Mme Robic: D'ailleurs, il y a les subventions qu'on peut accorder. Vous comprendrez que je ne suis là que depuis quelques mois. Nous avons eu plusieurs choses à voir, tout était nouveau pour moi. J'aimerais avoir la chance de regarder tous ces programmes pour voir ceux qui sont les plus efficaces et peut-être faire des petits ajustements pour m'assurer précisément qu'on n'ignore pas une partie importante de notre immigration, la femme qui a besoin d'aide.

M. Godin: Est-ce que je conclus qu'il y a un programme dans votre budget qui est présentement étudié au Trésor et ailleurs et qui portera sur le financement des maisons pour la femme immigrante au Québec?

Mme Robic: Je pense qu'il y a déjà en place de ces maisons. J'ai d'ailleurs rencontré des femmes de ces maisons qui m'ont fait certaines remarques, certaines recommandations. Je vais demander à mon ministère de regarder cela et, dans cette optique, nous pourrons certainement endosser certaines de ces recommandations.

M. Godin: Avez-vou3 une idée du montant que vous y consacrerez?

Mme Robic: Non. Je vous avoue qu'en ce moment je ne pourrais pas vous donner les chiffres exacts du montant qu'on y consacrera.

M. Godin: Mais, dans la mesure où il y a des coupures dans d'autres programmes, il devrait y avoir des transferts d'un programme à un autre. Peut-on savoir ici, à l'étude des crédits, quel programme vous allez réduire, combien de programmes comme l'Art du monde seront coupés pour financer ces maisons? On veut savoir, au fond, dans quoi on s'embarque comme année financière, ici, aux crédits.

Mme Robic: Vous avez raison de poser la question. J'aimerais pouvoir vous donner la réponse aujourd'hui et je ne peux pas vous la donner. Je me suis réservé justement le droit dans le budget... J'ai pris un budget global qu'on a alloué et vous avez la répartition, mais je me donne un temps de réflexion avec les fonctionnaires du ministère pour pouvoir, à un certain moment, faire certains

vases communicants. Je veux vous assurer cependant que ma priorité, c'est de ne pas réduire la qualité des services que l'on donne aux immigrants.

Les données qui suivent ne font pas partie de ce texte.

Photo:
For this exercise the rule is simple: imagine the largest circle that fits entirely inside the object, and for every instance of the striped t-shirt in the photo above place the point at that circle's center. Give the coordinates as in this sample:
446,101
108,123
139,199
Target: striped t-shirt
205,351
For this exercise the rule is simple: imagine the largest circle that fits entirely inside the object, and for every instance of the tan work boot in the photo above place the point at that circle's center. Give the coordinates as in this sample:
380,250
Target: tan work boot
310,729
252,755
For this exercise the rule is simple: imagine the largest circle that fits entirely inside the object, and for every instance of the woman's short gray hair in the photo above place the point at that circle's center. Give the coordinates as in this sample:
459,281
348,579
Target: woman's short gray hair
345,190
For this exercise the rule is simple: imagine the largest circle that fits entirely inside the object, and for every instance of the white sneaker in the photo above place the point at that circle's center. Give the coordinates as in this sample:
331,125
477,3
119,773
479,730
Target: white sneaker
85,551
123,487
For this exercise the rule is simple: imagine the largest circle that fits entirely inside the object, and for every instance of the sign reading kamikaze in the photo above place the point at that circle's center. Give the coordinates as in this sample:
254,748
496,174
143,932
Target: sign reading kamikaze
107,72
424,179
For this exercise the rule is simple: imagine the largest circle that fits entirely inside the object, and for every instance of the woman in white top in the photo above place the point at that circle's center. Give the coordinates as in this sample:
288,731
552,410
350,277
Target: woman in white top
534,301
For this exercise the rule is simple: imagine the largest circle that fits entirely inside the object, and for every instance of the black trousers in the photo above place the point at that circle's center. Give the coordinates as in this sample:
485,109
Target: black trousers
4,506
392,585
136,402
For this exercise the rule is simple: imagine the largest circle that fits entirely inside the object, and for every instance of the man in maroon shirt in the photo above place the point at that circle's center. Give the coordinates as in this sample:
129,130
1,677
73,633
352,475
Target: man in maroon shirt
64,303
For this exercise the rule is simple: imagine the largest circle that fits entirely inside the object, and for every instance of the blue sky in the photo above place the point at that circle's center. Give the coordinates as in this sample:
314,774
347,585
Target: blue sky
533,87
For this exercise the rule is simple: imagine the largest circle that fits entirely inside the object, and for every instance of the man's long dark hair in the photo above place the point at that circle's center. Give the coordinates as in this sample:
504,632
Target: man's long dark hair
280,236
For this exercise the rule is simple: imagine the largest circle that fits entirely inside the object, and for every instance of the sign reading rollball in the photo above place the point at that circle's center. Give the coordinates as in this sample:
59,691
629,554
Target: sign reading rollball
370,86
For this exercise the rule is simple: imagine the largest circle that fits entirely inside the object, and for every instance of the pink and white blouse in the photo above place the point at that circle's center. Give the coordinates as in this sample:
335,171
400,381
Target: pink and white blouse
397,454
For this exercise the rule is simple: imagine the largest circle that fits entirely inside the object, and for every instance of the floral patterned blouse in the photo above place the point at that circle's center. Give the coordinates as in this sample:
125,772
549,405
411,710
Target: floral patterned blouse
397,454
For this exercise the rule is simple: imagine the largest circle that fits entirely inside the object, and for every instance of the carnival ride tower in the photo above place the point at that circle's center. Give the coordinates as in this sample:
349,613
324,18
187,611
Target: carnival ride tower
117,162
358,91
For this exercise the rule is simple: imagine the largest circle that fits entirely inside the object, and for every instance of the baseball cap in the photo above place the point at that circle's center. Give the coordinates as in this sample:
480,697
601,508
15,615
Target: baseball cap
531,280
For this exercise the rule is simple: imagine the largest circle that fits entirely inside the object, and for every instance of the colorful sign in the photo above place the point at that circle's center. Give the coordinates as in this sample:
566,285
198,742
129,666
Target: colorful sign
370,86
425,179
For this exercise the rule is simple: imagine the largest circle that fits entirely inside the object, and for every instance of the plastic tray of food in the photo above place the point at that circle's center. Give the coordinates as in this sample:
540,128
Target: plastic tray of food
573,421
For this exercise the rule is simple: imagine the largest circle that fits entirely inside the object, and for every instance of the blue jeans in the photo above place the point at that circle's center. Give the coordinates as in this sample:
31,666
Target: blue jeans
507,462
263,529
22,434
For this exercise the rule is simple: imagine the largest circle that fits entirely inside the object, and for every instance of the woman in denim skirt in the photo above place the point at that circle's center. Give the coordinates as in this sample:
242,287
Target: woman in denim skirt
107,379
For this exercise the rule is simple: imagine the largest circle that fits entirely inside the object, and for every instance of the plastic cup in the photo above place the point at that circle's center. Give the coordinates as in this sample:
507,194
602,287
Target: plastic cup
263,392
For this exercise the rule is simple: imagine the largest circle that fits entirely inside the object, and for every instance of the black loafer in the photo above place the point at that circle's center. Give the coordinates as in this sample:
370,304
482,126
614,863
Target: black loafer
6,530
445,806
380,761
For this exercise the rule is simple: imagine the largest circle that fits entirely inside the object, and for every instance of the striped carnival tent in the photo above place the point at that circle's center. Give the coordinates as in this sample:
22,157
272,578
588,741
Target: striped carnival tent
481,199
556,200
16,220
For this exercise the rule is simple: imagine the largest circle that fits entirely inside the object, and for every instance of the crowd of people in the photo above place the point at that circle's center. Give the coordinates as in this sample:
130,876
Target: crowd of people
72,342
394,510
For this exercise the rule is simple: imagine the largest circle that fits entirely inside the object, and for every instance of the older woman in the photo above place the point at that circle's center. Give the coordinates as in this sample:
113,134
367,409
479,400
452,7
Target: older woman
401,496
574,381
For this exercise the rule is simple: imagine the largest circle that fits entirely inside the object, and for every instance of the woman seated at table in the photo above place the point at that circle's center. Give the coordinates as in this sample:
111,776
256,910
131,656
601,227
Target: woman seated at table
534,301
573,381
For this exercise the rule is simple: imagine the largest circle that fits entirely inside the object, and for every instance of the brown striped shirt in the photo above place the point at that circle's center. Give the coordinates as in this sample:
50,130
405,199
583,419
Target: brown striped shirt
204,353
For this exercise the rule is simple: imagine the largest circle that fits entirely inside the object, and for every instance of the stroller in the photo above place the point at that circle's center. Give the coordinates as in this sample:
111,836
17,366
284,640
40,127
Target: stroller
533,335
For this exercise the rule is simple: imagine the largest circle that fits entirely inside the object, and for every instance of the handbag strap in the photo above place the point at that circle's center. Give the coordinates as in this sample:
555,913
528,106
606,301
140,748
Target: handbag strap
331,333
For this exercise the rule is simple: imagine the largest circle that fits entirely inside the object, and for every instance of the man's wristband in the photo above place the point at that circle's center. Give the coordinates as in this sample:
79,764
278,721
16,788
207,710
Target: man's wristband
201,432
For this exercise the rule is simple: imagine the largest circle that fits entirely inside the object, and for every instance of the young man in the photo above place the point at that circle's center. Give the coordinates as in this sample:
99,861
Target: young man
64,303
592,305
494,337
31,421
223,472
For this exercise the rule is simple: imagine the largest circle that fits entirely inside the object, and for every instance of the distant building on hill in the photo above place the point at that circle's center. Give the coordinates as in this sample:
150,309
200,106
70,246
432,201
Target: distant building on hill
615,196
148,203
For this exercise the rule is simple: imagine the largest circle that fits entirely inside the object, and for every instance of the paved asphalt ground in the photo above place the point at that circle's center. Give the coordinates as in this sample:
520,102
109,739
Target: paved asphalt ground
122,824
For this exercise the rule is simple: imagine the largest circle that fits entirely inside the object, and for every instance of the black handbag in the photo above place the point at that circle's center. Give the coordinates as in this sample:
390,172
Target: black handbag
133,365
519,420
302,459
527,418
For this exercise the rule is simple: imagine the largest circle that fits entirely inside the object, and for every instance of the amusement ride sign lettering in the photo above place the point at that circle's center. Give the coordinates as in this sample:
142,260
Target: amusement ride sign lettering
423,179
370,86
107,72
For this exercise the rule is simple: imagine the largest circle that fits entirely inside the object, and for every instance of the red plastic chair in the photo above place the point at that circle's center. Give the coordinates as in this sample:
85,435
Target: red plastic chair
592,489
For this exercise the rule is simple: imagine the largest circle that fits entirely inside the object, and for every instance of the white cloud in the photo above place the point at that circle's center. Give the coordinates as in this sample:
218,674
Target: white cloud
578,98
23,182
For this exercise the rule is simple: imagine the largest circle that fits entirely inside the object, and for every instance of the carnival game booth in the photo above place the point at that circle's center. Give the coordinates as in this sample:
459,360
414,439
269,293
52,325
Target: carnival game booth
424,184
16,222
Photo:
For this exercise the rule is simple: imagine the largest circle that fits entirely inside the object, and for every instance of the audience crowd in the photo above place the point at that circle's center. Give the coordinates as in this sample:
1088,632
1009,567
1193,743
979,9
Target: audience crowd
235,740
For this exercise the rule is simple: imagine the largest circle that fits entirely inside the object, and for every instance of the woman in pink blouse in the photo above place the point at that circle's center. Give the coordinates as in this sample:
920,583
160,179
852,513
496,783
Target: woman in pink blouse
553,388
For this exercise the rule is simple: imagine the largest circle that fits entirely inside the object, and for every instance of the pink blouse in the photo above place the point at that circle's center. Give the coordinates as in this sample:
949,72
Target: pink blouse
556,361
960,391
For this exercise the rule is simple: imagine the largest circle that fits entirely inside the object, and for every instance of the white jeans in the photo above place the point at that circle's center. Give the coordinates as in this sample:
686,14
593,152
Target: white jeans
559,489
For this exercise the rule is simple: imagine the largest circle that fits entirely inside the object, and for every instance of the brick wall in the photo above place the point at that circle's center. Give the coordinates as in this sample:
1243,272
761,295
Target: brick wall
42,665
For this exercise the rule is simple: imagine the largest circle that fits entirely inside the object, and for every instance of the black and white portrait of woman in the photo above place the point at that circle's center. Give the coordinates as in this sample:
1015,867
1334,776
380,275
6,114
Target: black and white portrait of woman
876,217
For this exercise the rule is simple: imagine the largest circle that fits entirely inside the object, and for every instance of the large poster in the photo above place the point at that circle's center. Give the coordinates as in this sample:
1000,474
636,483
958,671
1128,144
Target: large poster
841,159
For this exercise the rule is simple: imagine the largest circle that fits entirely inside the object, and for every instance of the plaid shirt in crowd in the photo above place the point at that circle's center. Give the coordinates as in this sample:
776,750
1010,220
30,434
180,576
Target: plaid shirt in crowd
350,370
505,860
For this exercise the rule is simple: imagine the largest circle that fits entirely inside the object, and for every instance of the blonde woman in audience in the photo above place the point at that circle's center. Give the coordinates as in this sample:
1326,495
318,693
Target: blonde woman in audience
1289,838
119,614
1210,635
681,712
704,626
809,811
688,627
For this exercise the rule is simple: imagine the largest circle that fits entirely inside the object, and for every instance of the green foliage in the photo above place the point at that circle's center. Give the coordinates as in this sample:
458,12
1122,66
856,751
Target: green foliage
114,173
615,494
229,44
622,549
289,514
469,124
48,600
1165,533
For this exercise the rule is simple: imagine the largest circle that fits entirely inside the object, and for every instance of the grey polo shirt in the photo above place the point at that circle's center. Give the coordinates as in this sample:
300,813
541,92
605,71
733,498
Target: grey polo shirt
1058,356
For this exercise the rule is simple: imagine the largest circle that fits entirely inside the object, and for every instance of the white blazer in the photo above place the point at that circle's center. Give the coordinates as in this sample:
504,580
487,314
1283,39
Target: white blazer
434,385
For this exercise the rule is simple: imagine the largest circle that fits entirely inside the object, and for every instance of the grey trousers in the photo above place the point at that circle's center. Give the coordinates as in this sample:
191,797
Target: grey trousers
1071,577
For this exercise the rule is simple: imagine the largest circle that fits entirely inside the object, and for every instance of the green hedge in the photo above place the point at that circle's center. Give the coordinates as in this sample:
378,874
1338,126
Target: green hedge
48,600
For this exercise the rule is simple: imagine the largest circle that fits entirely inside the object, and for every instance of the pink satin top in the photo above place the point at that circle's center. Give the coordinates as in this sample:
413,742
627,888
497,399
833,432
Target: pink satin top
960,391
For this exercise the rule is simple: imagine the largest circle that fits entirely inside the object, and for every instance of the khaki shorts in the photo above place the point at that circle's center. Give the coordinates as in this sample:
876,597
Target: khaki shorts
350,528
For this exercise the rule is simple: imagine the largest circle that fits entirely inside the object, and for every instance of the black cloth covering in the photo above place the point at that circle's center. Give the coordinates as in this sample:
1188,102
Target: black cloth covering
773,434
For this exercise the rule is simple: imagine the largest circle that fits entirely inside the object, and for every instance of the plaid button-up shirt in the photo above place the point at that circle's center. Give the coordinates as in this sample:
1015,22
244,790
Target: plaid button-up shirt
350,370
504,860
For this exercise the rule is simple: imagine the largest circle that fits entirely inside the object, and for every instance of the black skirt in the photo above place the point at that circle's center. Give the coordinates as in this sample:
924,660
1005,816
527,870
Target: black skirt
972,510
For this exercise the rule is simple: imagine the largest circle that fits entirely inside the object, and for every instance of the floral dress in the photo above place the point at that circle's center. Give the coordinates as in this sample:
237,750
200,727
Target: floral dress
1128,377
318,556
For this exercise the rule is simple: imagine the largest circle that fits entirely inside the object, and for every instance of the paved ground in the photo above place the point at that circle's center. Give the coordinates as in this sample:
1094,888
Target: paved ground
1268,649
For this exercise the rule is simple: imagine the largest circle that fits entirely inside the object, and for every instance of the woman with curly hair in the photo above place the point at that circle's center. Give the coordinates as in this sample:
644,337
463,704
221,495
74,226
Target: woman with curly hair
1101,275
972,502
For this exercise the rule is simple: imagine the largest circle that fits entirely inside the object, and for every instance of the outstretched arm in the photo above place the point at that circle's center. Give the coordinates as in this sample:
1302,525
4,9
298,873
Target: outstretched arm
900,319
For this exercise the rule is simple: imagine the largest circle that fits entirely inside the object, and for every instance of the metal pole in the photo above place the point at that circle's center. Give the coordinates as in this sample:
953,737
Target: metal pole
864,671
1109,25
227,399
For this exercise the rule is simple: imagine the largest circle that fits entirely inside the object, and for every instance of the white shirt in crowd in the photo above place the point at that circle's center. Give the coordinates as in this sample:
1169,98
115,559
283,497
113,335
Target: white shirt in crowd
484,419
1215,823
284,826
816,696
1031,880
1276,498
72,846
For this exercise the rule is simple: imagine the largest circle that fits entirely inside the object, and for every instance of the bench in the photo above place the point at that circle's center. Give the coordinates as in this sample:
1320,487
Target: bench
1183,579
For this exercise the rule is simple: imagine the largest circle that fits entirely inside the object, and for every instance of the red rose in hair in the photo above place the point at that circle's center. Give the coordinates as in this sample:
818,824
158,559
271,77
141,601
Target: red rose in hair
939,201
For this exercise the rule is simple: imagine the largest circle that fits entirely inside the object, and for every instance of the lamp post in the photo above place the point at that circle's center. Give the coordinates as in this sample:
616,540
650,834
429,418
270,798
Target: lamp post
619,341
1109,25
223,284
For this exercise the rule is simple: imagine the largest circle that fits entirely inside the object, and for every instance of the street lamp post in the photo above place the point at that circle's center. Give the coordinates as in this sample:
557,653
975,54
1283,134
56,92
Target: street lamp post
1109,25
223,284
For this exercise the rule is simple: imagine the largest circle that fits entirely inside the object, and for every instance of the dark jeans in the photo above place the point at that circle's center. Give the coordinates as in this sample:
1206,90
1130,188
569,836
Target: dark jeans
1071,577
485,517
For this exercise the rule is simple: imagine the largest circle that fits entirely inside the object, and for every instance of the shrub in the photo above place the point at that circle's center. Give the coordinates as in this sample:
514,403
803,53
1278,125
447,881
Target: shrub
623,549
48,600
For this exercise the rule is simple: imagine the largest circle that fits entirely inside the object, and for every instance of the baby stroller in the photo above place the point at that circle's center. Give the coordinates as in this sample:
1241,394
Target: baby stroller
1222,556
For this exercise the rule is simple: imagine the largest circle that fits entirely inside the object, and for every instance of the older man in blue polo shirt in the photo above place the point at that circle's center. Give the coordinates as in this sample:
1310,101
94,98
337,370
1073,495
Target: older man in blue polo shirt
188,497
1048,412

M. Godin: Ce n'est pas une réponse qui...

Mme Robic: La qualité des services, cela ne dépend pas nécessairement des montants d'argent.

M. Godin: On le sait très bien, sauf que, parfois, cela peut être le coup de pouce qui permet à l'organisme de se doter d'un service. On sait bien que l'argent n'est pas tout, mais, connaissant un peu les gens du milieu et surtout sachant ce qu'ils me disent depuis le 2 décembre... Ils disent précisément qu'il y a beaucoup de paroles verbales, mais très peu de gestes concrets, c'est-à-dire de coups de pouce réels, j'entends financiers, donc en capital, qui leur permettraient de passer des paroles aux actes, Mme la ministre.

Mme Robic: Certainement. Vous comprendrez, M. Godin, que quand je suis arrivée le 2 décembre plusieurs des montants avaient déjà été distribués. Je ne pouvais certainement pas faire de grandes actions à ce moment-là mais, si, aujourd'hui, vous approuvez mon budget, cela me fera grand plaisir de passer à l'action.

Le Président (M. Trudel): M. le député de Viger, vous aviez demandé la parole.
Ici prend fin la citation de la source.